Web Stories Wednesday, December 4

CAUSES OF CABLE DAMAGE HARD TO PINPOINT

Security sources say the Chinese bulk carrier Yi Peng 3, which left the Russian port of Ust-Luga on Nov 15, was responsible for severing the two undersea cables in Swedish economic waters between Nov 17 and 18 by dragging its anchor on the seabed.

As of Monday, it was stationary in Danish economic waters, being watched by NATO members’ naval ships, having been urged by Sweden to return to be investigated. Some politicians had accused it of sabotage, but no authority had shown evidence that its actions were deliberate.

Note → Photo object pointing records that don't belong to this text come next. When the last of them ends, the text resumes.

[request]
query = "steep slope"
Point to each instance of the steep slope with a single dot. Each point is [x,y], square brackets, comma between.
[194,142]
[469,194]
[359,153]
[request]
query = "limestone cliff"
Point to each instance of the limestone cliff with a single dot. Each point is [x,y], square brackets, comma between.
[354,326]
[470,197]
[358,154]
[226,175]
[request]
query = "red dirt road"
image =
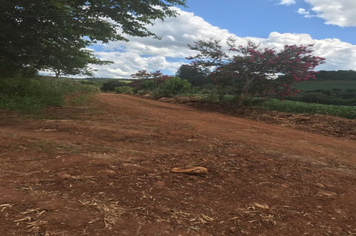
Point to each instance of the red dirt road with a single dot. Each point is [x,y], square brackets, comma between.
[105,170]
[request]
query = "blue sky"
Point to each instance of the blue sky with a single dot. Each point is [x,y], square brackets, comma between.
[258,18]
[328,24]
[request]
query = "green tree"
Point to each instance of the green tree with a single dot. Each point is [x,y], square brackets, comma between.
[33,32]
[197,76]
[73,61]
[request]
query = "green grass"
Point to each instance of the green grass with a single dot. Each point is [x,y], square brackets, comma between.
[30,96]
[325,84]
[310,108]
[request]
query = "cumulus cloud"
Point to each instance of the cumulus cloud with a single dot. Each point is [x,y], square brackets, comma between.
[287,2]
[334,12]
[169,53]
[305,13]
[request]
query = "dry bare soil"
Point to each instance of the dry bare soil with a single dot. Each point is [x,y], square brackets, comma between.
[105,169]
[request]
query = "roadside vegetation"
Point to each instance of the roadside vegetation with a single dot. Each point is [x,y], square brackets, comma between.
[31,95]
[238,74]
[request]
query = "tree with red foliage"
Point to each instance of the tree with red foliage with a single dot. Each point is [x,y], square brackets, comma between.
[249,69]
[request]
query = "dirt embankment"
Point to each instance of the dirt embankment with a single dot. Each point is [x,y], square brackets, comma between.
[106,170]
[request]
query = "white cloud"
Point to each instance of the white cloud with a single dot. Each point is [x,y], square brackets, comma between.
[287,2]
[169,53]
[305,13]
[335,12]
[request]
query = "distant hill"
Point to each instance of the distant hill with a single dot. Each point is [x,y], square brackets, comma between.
[336,75]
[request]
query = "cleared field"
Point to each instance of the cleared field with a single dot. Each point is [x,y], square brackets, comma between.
[106,170]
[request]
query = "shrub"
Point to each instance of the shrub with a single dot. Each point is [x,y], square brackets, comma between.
[124,90]
[172,87]
[31,95]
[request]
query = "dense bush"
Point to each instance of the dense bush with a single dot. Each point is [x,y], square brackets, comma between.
[172,87]
[330,97]
[124,90]
[310,108]
[32,95]
[112,85]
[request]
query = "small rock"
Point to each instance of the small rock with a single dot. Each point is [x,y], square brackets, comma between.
[233,229]
[198,170]
[160,184]
[64,176]
[108,172]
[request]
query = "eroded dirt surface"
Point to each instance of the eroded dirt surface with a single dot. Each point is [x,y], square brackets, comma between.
[105,170]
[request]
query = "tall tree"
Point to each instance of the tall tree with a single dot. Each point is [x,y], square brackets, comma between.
[195,75]
[33,32]
[248,68]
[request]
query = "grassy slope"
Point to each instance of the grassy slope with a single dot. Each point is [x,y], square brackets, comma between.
[325,84]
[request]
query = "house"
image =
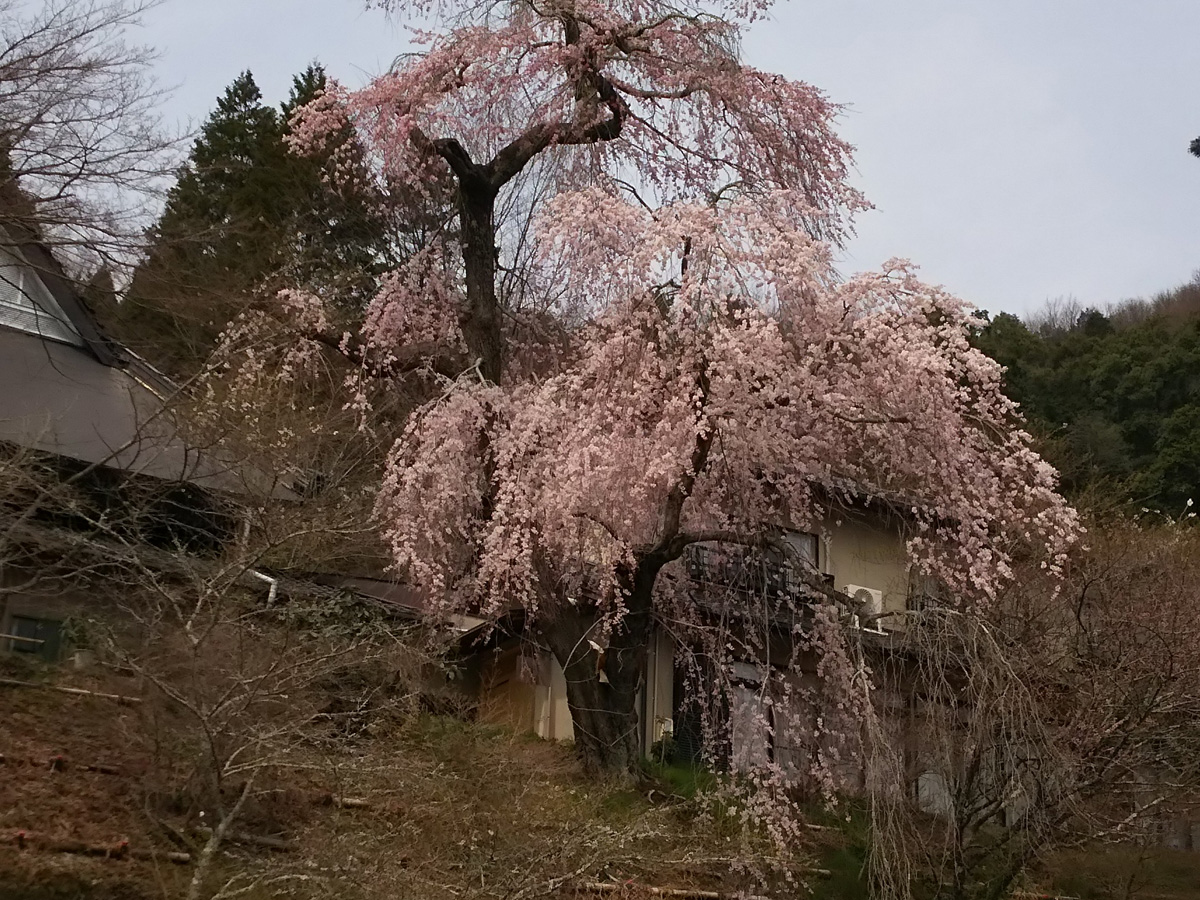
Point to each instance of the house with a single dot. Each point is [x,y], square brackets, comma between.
[87,433]
[859,552]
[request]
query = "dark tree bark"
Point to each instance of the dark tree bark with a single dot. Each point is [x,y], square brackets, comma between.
[481,317]
[604,709]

China has said it is ready to assist in the investigation, while its ally Russia has denied involvement in any of the Baltic infrastructure incidents.

The case is similar to an incident last year when the Chinese ship NewNew Polar Bear damaged two cables linking Estonia to Finland and Sweden as well as an Estonia-Finland gas pipeline. China made similar promises to assist, but the ship was not stopped and, a year on, Finnish and Estonian investigators have yet to present conclusions.

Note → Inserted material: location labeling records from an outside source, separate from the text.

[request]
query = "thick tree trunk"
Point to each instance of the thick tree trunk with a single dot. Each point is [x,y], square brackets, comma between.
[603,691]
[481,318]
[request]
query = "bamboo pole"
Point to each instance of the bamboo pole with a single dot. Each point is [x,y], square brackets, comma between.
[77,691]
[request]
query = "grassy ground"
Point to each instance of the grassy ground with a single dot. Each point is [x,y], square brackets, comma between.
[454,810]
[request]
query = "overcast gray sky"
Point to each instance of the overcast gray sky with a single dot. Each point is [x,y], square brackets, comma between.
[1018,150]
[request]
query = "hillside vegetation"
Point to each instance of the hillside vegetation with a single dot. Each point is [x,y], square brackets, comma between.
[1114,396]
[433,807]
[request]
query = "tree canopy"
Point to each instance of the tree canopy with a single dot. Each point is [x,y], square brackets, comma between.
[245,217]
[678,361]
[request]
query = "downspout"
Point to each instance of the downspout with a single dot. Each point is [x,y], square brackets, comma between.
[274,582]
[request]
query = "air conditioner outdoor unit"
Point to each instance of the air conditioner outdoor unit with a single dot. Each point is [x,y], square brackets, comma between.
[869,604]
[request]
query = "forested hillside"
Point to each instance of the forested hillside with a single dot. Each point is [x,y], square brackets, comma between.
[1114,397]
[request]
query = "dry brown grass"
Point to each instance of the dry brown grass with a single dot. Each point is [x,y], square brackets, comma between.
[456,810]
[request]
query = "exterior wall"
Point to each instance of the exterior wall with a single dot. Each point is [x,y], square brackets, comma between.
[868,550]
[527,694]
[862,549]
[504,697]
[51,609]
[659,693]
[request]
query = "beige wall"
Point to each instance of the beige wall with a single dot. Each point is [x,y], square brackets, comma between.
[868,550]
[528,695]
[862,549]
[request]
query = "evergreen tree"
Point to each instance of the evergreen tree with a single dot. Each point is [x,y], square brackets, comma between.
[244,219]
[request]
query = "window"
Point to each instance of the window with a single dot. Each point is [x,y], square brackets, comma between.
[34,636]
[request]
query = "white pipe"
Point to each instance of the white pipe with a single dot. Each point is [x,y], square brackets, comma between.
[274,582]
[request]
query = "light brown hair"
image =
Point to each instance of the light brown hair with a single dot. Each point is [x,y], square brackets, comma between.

Damage to cables is not new. Globally, around 150 are damaged each year, according to the UK-based International Cable Protection Committee. The telecoms cables, power lines and gas pipes in the shallow Baltic are particularly vulnerable due to its very intense ship traffic, the US-based telecom research firm TeleGeography said.

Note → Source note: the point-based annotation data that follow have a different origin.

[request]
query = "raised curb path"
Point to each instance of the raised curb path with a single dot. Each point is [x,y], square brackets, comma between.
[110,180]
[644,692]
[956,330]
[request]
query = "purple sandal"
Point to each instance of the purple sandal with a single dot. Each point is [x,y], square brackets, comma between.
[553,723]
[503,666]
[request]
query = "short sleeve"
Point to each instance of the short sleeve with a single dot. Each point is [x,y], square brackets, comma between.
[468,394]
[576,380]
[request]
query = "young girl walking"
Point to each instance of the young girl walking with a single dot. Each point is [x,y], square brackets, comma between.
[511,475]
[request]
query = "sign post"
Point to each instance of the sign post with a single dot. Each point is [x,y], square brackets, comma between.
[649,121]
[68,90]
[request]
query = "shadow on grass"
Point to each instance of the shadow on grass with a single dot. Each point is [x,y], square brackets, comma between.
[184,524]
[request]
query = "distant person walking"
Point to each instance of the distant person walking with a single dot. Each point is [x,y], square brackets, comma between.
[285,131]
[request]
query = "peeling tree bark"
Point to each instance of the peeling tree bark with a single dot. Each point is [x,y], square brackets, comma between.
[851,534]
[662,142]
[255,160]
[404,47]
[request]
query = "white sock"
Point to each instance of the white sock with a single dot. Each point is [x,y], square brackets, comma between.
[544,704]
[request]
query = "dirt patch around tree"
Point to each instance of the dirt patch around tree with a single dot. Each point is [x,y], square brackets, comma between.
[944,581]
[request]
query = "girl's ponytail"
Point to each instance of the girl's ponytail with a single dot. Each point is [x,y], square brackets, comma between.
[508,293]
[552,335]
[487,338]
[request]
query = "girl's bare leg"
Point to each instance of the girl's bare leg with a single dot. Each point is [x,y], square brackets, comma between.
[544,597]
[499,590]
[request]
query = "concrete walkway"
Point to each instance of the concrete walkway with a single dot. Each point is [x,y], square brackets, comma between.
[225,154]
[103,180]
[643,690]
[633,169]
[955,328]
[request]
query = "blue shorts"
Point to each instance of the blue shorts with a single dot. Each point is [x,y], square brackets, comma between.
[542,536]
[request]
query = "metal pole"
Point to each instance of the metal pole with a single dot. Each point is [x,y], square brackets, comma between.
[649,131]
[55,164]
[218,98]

If any of the recent incidents are proven to be sabotage by another country, it would mark a return of a type of warfare not seen for decades.

“You should go back to World War One or the American-Spanish war to find a state-sponsored sabotage of a submarine cable,” said Paul Brodsky, a senior researcher at TeleGeography.

To counter this potential threat, NATO in May opened its Maritime Centre for Security of Critical Undersea Infrastructure (CUI) in London, which wants to map all critical infrastructure in NATO-controlled waters and identify weak spots.

In Rostock, on Germany’s Baltic coast, a multinational naval headquarters opened in October to protect NATO members’ interests in the sea.

“What I think we can achieve is to place the responsibility after an incident,” CUI’s Branch Head, Commander Pal Bratbak, said onboard the Weilheim, stressing the growing power of technology.

NATO’s Centre for Maritime Research and Experimentation in Italy is launching software that will combine private and military data and imagery from hydrophones, radars, satellites, vessels’ Automatic Identification System (AIS) and fibres with Distributed Acoustic Sensing (DAS), which private telecom companies use to localise cuts in their cables.

“If we have a good picture of what’s going on, then we can deploy units to verify what the system tells us,” Bratbak said.

German Lieutenant-General Hans-Werner Wiermann, who led an undersea infrastructure coordination cell at NATO Headquarters until March, said no pipeline or cable can be guarded all the time.

“The right response to such hybrid attacks is resilience,” he said, adding that companies were already laying cables to add “redundancies” – spare routings that will allow critical pieces of infrastructure to keep working if one cable is cut.

Onboard the Weilheim, Król’s second drone is finally able to brave the storm to continue the inspection drill underwater.